About:

Cloudberry Monitor

About:

Cloudberry Monitor is a set of scripts & schema to permit observability of one or many Apache Cloudberry (incubating) clusters in the abscence of Greenplum Command Center (GPCC). Very likely can also monitor Greenplum (Broadcom) however equally likely to be compatibility issues as one is now closed source.

Benefits, unlike GPCC, are that this system will catch up even when the database is down.

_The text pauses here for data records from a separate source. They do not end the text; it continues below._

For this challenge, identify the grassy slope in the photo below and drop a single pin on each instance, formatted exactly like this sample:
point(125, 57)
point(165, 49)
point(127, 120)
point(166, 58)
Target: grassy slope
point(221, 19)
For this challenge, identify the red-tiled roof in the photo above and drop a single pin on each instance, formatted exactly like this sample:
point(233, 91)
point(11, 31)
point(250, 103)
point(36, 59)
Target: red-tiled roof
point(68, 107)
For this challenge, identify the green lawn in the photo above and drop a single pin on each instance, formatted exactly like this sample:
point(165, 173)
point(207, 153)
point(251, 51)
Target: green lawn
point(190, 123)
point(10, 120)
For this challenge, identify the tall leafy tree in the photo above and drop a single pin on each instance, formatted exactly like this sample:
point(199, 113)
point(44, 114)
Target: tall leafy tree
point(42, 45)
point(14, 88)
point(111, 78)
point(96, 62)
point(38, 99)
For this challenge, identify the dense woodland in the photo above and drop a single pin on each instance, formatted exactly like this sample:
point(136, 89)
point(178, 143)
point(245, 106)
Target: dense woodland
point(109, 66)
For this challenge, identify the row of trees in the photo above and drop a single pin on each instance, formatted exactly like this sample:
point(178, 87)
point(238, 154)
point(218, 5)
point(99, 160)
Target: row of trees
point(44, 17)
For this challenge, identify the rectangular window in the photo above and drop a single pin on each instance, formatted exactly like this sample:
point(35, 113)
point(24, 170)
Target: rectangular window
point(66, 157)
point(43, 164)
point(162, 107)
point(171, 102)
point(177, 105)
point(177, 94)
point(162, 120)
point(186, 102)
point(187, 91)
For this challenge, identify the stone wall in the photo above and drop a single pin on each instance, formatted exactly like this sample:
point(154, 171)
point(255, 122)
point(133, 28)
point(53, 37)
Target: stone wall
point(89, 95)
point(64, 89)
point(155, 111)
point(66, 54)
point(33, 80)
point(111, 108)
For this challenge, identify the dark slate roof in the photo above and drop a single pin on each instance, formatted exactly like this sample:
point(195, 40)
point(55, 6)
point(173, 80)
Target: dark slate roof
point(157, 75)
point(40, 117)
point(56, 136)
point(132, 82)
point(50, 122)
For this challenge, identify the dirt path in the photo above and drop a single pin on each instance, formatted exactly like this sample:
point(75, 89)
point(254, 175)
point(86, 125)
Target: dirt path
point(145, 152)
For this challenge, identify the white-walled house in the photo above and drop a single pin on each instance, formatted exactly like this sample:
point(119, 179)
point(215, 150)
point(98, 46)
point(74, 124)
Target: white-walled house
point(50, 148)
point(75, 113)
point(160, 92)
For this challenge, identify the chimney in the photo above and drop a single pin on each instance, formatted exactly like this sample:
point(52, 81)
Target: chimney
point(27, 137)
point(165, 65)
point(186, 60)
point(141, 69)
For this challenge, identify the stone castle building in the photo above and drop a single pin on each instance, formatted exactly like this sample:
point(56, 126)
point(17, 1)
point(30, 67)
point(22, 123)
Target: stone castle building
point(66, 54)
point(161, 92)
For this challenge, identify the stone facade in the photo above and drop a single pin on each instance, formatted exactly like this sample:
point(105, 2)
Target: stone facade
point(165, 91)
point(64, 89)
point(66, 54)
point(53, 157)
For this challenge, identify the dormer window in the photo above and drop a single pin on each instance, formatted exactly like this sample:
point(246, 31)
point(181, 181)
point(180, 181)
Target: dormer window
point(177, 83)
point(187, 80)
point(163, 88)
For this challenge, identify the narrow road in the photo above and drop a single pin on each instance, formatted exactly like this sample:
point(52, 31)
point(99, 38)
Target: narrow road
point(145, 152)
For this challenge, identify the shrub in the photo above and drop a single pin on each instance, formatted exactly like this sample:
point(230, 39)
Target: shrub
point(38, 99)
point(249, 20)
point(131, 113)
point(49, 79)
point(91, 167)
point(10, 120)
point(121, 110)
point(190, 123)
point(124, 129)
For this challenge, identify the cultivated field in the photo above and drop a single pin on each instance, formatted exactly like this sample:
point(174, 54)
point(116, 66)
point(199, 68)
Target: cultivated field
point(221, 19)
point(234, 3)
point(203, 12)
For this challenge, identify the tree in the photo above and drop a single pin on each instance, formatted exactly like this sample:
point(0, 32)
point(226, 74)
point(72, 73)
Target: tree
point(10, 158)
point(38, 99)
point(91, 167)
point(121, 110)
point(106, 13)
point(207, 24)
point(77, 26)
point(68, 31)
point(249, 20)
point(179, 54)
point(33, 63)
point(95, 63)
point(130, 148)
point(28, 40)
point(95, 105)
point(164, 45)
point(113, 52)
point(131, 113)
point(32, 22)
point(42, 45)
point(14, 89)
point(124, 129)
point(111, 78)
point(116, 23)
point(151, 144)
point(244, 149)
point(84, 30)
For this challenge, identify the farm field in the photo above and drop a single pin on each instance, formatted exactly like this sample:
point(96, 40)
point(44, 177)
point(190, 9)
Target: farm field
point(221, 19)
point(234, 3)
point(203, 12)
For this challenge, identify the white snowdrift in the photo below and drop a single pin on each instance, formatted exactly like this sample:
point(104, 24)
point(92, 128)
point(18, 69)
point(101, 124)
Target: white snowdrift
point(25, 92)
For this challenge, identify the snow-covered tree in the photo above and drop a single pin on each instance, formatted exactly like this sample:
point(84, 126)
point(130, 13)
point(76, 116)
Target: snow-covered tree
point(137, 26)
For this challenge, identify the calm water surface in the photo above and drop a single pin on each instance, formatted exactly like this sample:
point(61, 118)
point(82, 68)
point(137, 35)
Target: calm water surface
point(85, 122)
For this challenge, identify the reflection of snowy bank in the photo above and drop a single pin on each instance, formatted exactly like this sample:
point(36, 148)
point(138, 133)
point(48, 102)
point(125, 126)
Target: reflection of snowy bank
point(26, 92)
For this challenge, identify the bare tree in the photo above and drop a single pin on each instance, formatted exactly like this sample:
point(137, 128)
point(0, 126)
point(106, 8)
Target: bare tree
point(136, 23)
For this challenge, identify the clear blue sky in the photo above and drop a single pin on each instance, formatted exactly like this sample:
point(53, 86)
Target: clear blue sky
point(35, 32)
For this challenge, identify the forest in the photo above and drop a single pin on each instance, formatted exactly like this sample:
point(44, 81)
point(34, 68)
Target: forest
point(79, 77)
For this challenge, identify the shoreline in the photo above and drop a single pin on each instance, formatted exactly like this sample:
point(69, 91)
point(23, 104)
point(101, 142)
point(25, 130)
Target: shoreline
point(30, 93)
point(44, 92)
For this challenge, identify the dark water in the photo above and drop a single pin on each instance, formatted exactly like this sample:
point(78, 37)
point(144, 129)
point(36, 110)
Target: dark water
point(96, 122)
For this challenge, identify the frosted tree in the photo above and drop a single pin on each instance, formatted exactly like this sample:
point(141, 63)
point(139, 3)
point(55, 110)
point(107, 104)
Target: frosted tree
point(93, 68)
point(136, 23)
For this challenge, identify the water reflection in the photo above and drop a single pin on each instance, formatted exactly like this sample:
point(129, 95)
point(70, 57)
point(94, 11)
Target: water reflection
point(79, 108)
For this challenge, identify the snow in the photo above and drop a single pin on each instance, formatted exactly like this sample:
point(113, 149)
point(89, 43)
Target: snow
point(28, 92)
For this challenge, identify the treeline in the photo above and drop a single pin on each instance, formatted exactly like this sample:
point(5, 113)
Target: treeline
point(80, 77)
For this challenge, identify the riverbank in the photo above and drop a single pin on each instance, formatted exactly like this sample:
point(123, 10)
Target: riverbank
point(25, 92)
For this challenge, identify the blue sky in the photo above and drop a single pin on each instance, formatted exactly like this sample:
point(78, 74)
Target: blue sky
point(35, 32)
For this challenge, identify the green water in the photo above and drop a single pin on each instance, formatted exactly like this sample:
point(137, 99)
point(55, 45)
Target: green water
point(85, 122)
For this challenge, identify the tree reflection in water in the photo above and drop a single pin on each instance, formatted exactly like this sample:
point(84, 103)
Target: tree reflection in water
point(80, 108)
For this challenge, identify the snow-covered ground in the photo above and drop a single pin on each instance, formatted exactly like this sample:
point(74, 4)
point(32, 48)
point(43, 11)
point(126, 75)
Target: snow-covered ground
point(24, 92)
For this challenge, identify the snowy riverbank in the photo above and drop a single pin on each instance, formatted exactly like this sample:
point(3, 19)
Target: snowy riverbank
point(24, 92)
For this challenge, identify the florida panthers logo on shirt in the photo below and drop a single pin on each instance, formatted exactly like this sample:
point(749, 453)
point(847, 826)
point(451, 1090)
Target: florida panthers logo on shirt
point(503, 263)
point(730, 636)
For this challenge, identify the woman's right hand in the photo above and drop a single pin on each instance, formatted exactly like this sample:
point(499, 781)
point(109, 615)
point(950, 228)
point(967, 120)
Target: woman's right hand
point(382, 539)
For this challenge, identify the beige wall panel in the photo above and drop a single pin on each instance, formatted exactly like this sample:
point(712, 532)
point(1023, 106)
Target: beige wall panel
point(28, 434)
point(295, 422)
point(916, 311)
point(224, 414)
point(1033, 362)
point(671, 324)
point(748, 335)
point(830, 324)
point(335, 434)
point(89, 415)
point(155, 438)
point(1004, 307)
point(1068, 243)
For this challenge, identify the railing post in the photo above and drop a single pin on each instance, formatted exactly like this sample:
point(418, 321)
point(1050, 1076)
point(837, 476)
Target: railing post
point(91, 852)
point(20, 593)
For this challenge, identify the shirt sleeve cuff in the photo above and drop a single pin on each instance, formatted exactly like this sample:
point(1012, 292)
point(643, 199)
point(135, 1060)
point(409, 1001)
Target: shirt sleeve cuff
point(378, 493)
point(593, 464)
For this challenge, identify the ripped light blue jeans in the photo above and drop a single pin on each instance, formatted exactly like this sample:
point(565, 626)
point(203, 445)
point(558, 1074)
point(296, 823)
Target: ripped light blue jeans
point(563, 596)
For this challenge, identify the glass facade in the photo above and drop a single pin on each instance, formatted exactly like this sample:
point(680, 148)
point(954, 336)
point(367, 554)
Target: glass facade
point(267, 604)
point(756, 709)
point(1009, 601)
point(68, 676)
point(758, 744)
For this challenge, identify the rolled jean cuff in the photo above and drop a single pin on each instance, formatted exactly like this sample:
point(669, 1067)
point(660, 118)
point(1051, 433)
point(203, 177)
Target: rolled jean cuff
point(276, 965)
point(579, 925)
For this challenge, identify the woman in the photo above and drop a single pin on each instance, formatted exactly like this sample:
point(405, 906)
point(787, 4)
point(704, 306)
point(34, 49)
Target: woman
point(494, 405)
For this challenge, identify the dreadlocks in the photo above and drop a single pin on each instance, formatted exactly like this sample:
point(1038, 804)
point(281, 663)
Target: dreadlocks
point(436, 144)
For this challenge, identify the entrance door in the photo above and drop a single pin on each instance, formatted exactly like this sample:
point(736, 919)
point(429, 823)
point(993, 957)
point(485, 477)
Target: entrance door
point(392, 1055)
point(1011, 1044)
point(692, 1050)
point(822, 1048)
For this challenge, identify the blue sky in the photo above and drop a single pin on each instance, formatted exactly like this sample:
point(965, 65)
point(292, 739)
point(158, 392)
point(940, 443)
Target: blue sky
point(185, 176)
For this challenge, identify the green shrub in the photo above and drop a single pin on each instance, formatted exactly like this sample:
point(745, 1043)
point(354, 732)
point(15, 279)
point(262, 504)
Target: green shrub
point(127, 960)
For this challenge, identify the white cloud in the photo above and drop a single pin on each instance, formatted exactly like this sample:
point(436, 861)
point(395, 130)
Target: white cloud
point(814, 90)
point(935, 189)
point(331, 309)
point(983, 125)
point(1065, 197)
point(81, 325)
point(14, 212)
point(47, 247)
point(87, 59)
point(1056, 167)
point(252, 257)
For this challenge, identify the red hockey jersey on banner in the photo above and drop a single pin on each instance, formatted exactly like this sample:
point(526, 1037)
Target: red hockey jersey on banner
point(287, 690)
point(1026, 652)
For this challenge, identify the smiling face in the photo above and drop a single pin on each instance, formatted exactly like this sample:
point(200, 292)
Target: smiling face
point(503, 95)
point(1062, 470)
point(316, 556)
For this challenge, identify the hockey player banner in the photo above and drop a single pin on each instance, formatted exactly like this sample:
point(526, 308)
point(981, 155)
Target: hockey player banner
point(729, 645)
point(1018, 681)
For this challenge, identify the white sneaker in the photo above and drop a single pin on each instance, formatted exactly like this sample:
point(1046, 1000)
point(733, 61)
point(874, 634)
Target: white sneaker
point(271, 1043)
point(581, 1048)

It leverages sar logs specifically those created by sysstat 11.7 found in RHEL 8 and variants. As long as those files are being written to host metrics will eventually appear.

Included is a sample Grafana dashboard. Grafana is not necessary however due to ease of installation, configuration, flexibility and alerting it is recommended.

Why not Prometheus? It's a fine product designed to do many things. Desire was ease of extensibility without having to learn other tech's or languages, maintainable, & live data direct from Cloudberry cluster. Tradeoffs.

Working Configurations:

RHEL 8 hosts
pre-Apache Cloudberry 1.6.0 & Apache Cloudberry (incubating) main branch
RHEL 8 based CBmon PostgreSQL

Untested & needs work:

RHEL 9 hosts
Greenplum 6 & 7

Features:

Provides database on which any dashboard can be built (prefer grafana)
Ability to house data from one or many clusters
Remote access to Cloudberry catalogs
Method to collect host performance metrics stored in sar files
Remote execution of functions in Cloudberry
Easily extensible to pull additional information from remote Cloudberry cluster
Post data load functionality to create summaries or specific data points
Data kept as long as necessary or wanted
Requires only 2 scheduled jobs: data gathering, historical data management

Host Configuration:

More frequent intervals for sysstat is recommended otherwise metrics get watered down as many from the system are averages between collection periods.

Install sysstat everywhere

gpssh -f allhosts sudo dnf -y install sysstat

Modify all cluster hosts to override sysstat-collect.timer to once/minute. This creates /etc/systemd/system/sysstat-collect.timer.d/override.conf.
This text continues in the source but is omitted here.